Personal information
- Born: 12 January 1993 (age 33) Chertsey, Surrey, England
- Batting: Right-handed
- Bowling: Right-arm off break

Domestic team information
- 2012–2014: Leeds/Bradford MCCU
- 2016: Northumberland

Career statistics
| Competition | First-class |
| Matches | 5 |
| Runs scored | 166 |
| Batting average | 20.75 |
| 100s/50s | 0/1 |
| Top score | 69 |
| Balls bowled | 600 |
| Wickets | 5 |
| Bowling average | 56.80 |
| 5 wickets in innings | 0 |
| 10 wickets in match | 0 |
| Best bowling | 4/116 |
| Catches/stumpings | 2/– |
- Source: Cricinfo, 16 June 2019

= Alexander MacQueen (cricketer) =

English cricketer

Alexander MacQueen (born 12 January 1993) is an English former first-class cricketer.
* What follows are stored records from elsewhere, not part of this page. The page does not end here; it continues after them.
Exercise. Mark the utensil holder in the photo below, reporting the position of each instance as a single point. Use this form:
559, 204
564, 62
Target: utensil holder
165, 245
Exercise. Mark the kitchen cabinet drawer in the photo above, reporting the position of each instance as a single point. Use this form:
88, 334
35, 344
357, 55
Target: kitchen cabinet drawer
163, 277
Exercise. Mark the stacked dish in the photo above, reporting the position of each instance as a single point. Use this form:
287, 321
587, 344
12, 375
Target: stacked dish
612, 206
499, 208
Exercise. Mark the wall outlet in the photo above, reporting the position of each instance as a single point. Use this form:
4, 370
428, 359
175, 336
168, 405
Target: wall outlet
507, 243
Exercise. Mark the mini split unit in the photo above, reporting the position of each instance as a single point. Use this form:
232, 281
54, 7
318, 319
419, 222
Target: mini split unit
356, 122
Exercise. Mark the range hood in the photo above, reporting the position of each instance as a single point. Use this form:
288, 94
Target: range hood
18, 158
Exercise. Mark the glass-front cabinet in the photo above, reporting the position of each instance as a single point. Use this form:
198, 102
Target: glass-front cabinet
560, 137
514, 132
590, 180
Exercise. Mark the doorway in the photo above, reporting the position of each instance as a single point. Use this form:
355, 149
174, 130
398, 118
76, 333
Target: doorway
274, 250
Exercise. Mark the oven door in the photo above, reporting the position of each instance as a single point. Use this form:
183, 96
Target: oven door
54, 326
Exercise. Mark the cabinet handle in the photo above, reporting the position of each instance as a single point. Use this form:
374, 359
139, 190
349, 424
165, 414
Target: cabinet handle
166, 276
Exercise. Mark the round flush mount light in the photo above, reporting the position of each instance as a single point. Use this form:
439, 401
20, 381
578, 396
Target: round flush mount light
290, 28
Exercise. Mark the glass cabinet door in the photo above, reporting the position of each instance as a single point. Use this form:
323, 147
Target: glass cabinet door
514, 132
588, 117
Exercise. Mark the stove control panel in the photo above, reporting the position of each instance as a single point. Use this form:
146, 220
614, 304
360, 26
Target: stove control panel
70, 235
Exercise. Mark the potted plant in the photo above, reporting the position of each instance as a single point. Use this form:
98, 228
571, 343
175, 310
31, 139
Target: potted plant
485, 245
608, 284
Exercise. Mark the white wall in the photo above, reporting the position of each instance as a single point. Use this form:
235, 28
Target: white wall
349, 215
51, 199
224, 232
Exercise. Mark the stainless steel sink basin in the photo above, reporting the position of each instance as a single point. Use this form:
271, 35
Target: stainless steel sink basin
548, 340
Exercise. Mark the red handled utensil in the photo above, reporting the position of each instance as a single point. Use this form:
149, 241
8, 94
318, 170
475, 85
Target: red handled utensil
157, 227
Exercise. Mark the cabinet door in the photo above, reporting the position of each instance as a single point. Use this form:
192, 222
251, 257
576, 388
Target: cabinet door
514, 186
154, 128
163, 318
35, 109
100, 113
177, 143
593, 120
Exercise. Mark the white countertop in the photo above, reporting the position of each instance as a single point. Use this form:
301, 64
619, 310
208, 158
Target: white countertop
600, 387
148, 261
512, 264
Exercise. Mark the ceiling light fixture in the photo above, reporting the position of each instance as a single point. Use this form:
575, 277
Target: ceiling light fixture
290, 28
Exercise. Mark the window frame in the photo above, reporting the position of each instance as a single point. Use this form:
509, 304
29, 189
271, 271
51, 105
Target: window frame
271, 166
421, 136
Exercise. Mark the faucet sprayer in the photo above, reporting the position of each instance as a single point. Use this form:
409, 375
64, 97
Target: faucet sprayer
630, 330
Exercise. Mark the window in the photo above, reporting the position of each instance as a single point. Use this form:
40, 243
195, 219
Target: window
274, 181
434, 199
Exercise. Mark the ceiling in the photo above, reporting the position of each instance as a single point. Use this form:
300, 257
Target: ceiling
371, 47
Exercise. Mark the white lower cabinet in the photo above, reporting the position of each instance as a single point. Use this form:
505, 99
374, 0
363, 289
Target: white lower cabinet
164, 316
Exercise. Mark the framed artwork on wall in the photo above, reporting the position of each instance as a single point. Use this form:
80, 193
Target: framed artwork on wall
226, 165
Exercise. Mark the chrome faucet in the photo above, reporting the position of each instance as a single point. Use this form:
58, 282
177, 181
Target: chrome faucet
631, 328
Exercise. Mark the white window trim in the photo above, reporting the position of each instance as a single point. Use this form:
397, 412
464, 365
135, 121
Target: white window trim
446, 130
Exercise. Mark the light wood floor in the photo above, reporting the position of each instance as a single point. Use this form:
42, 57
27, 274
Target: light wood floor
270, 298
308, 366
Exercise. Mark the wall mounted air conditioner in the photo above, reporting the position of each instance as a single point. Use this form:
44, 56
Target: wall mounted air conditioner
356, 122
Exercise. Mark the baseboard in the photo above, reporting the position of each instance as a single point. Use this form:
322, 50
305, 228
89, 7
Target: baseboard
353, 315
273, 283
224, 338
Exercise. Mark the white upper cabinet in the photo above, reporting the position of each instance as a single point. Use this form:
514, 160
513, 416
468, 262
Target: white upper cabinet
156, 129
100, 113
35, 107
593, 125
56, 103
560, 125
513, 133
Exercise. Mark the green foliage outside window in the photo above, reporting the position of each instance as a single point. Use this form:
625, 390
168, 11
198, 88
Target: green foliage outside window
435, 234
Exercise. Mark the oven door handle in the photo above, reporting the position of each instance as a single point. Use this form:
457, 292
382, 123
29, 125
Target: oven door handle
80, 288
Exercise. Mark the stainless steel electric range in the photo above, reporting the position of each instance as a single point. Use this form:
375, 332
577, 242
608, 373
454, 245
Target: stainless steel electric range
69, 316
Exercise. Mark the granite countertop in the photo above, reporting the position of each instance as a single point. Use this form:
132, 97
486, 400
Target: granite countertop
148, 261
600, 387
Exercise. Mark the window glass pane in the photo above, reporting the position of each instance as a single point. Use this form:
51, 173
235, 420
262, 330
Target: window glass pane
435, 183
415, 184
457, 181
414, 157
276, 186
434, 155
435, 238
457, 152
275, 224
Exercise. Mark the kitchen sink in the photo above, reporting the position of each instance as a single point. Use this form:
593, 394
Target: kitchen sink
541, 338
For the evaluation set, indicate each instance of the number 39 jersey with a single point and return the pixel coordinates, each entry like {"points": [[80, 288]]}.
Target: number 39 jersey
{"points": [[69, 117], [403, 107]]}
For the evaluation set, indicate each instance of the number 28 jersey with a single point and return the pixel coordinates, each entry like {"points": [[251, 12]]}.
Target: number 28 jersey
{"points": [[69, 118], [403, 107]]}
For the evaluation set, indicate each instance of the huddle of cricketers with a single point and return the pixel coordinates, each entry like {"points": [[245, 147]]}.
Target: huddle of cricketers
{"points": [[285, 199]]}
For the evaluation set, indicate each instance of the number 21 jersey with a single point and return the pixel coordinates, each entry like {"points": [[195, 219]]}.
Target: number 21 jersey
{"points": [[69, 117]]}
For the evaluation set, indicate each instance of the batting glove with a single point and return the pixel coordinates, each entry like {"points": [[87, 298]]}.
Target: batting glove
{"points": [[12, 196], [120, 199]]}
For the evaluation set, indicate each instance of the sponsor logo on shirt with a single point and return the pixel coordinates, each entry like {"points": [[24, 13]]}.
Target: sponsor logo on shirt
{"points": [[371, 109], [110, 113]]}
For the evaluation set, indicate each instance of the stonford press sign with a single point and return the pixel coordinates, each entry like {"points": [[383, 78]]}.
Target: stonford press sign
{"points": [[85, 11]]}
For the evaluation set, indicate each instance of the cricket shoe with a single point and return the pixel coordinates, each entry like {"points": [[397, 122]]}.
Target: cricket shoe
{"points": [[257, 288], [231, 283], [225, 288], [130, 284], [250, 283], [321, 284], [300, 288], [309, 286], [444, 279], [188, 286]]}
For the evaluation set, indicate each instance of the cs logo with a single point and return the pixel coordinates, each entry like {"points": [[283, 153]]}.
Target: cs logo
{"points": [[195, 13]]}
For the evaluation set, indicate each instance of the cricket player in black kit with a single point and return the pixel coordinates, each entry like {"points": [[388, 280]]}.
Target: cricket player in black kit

MacQueen was born at Chertsey. He was educated at Gordon's School in Woking, from there he attended the University of Leeds. While studying at Leeds, MacQueen played first-class cricket for Leeds/Bradford MCCU, debuting against Yorkshire at Headingley. He played first-class cricket for Leeds/Bradford MCCU until 2014, making five appearances. He scored 166 runs in these matches, with a high score of 69 which came on debut against Yorkshire. With his right-arm off break bowling, he took 5 wickets at a bowling average of 56.80, with best figures of 4 for 116. He played minor counties cricket for Northumberland in 2016, making two appearances in the Minor Counties Championship.